The announcement earlier this year that Amazon is building a distribution center at the Port of Tucson has brought renewed attention to the local facility on the city’s southeast side.

Business has been steadily growing at the family-owned port since the recession, with vacancy rates dropping and employment growing, said Mike Levin, the port’s executive vice president.

Since 2010, employment has grown from 15 to 28 people and the vacancy rate for the port’s 2 million square feet of industrial space has dropped from 41 percent to 5 percent.

“Now we even have tours coming out to visit,” Levin said. “Groups of 40 to 50 people come visit, out of curiosity.”

The port, at 6964 E. Century Park Drive, is a certified “shovel-ready” site, which means grading and utilities are in place to expedite build-to-suit facilities for tenants.

Currently, Amazon’s 800,000-square-foot facility is under construction at the port and is expected to employ about 1,500 full-time workers when it opens next year.

The newfound attention to the Port of Tucson has prompted new leases and expansion of existing tenant space, Levin said.

“Now we’re spending more time in Mexico looking both for new tenants and rail customers who want to move bulk items,” he said.

The significance of an inland port in Tucson is major, said Jesse Blum, a broker with CBRE who works to recruit new companies to the area.

“It’s almost hard to put into words how important it is,” he said. “Amazon provided proof-of-concept, and now we’re a place companies want to evaluate.”

Blum and CBRE colleague brokers, Bill DiVito and John Slattery, market the Port of Tucson to prospective companies around the country.

“It takes us from a small, local market to a regional market,” Blum said. “Plus, it’s a locally-owned family business that keeps money in the local community.

“It’s not some real estate REIT (real estate investment trust) out of New York. … They’re stakeholders within our community and that’s something people need to understand.”

BUILDING UP THE PORT

The 22-year-old port was the dream child of Levin’s father, Alan, who bought the vacant land near Interstate 10 and Kolb Road and began constructing spurs off the Union Pacific main line to lure tenants.

In 2004, he opened an intermodal facility for trains to unload containers to tractor-trailers, and the railroad closed its Phoenix site to use the Port of Tucson.

The port received approval from UP in 2013 to service international ocean containers.
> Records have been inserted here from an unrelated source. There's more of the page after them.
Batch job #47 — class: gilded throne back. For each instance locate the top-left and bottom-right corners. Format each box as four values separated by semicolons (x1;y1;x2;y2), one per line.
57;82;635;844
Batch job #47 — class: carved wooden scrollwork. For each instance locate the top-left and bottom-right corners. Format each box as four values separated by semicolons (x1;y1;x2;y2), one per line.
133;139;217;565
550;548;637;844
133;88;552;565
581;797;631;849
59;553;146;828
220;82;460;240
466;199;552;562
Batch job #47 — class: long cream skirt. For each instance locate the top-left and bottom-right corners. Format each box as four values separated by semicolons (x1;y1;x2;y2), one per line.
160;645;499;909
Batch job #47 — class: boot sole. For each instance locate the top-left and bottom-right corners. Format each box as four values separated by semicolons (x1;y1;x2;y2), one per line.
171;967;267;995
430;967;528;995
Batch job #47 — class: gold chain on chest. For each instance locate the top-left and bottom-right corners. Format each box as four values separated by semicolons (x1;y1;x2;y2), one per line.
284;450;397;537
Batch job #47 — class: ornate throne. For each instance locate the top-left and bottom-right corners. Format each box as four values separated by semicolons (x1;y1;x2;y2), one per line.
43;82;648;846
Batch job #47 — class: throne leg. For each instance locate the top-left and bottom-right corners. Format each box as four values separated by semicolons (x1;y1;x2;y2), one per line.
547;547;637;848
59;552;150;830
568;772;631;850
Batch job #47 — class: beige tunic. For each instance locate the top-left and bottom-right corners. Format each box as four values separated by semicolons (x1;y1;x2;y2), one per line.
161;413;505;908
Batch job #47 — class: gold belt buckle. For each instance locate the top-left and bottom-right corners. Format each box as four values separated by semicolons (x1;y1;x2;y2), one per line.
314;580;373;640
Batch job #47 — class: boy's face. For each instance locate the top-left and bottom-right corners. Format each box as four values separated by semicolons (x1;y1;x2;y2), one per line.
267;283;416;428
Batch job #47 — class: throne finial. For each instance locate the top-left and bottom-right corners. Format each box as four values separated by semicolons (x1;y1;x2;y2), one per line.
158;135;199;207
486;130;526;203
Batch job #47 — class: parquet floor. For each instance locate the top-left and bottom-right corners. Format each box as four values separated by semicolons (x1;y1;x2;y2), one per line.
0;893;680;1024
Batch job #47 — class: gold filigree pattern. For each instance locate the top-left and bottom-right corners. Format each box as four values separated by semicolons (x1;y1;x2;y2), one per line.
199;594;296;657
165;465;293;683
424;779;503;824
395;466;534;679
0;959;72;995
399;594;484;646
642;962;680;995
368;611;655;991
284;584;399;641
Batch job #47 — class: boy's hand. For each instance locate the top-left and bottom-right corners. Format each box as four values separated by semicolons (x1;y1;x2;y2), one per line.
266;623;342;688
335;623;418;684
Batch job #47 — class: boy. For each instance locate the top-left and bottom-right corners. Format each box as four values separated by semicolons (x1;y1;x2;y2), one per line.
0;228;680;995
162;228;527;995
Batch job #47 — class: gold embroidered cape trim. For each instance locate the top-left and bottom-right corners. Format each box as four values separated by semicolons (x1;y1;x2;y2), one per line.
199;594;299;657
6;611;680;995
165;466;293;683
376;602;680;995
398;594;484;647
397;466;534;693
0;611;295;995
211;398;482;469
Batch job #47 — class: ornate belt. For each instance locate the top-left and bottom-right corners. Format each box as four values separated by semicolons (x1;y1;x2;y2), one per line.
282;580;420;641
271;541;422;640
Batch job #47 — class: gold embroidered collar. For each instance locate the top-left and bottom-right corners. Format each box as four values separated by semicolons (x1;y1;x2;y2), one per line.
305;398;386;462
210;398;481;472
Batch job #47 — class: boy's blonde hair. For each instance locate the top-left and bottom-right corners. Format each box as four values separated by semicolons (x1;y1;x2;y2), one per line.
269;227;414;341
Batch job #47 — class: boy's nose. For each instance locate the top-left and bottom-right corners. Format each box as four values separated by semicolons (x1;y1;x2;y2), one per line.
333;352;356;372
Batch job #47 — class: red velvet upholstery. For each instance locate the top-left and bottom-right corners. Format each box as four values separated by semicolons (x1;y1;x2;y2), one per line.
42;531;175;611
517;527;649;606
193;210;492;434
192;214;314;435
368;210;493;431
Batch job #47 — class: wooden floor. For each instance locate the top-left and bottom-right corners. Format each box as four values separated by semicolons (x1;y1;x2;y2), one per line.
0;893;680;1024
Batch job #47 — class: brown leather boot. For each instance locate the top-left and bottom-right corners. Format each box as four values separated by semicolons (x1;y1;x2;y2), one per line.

Before then, ocean containers headed to Southern Arizona had to be trucked from Los Angeles or Long Beach ports directly to the importer, and the empty containers were then returned by truck to the California ports. For exports, empty containers were trucked to Arizona and returned to the Los Angeles or Long Beach ports.

Now the Port of Tucson can service imports and exports without a truck ever rolling on the interstate. It is both a federally designated Foreign Trade Zone and state Enterprise Zone, both of which offer duty or tax benefits within the park.

The elder Levin has mostly turned the day-to-day operations over to his sons, Mike and Matt, as he prefers to be out on a tractor grading land and working on spurs.

During a recent visit, Alan Levin could be seen in a cloud of dust clearing land.

“Anything,” Mike Levin said, “that gets dad out of an office and away from a computer makes him happy.”